The plot demonstrates the improvement in accuracy for both the training and validation datasets as the model trains over 1000 epochs, with the training accuracy generally being higher than the validation accuracy. There is a noticeable gap between the training and validation accuracy, with the training accuracy being higher. This gap indicates that the model is likely overfitting to some extent.

Class 0 (3C): The model struggles significantly with class 0, often misclassifying it as class 1.

Class 1 (2C): The model performs well with class 1, with the highest number of correct predictions, but there are still some misclassifications.

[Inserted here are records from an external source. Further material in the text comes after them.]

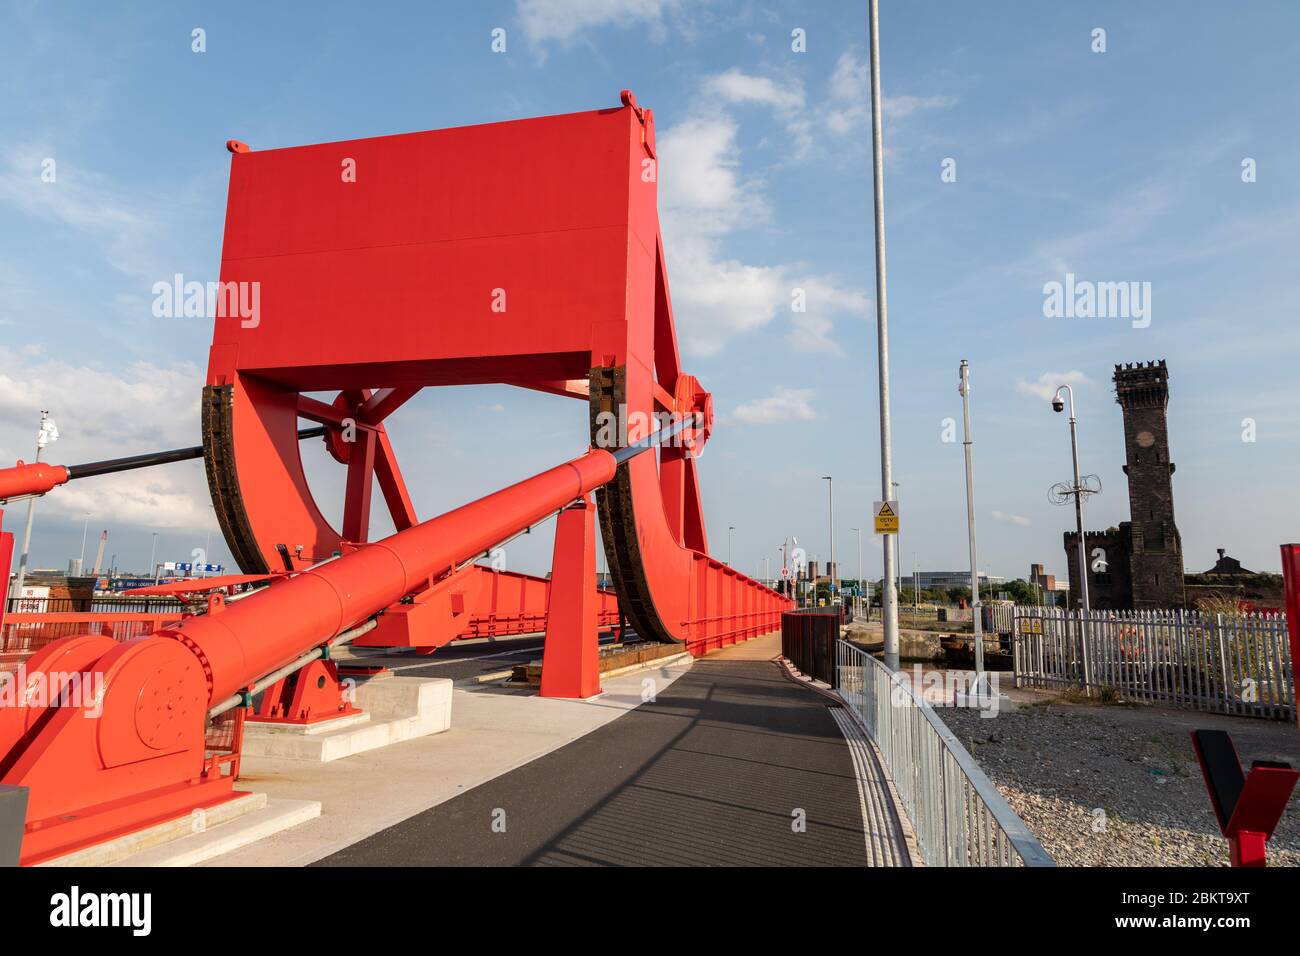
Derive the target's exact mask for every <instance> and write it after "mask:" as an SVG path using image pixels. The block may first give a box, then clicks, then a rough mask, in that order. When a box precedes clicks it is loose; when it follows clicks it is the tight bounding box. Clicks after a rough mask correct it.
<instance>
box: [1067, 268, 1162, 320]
mask: <svg viewBox="0 0 1300 956" xmlns="http://www.w3.org/2000/svg"><path fill="white" fill-rule="evenodd" d="M1043 315H1044V316H1047V317H1048V319H1128V320H1131V321H1132V326H1134V328H1135V329H1145V328H1147V326H1148V325H1151V282H1092V281H1089V280H1076V278H1075V276H1074V273H1073V272H1067V273H1065V282H1057V281H1056V280H1052V281H1050V282H1044V284H1043Z"/></svg>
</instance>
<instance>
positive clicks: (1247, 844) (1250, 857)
mask: <svg viewBox="0 0 1300 956" xmlns="http://www.w3.org/2000/svg"><path fill="white" fill-rule="evenodd" d="M1266 842H1268V836H1265V835H1264V834H1260V832H1255V831H1253V830H1239V831H1238V832H1236V834H1234V835H1231V836H1229V839H1227V849H1229V862H1230V864H1231V865H1232V866H1268V864H1266V862H1265V858H1264V857H1265V844H1266Z"/></svg>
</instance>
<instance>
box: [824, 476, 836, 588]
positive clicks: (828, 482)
mask: <svg viewBox="0 0 1300 956" xmlns="http://www.w3.org/2000/svg"><path fill="white" fill-rule="evenodd" d="M822 480H823V481H826V493H827V528H828V529H829V532H831V557H829V558H828V559H827V562H826V563H827V568H826V570H827V578H829V579H831V604H835V597H836V594H837V593H839V592H840V589H839V588H837V587H836V581H837V580H839V578H840V575H839V571H840V568H837V567H836V566H835V481H833V480H832V477H831V476H829V475H823V476H822Z"/></svg>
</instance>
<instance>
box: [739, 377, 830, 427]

Class 2 (1C): The model has a moderate performance with class 2, with many instances being misclassified as class 1.

This suggested us the need for:

  • More training data for underrepresented classes.
  • Model tuning to improve classification accuracy.
  • Techniques such as class weighting to handle imbalanced datasets.

In the future by applying these methods the model could be improved in order to have more accurate predictions.

Conclusion

The complete graph of the missing classes after training showed us that there was a somewhat an accurate prediction of the type of crash in the unknown areas. The class predicted most (2C) made sense as there would be more severe injury crashes than fatality which would be more rare, and non-severe as it is a dense city where the crash risks are higher. In the end the model could be vastly improved with features that may affect crashes more precisely, and improving the training data and process.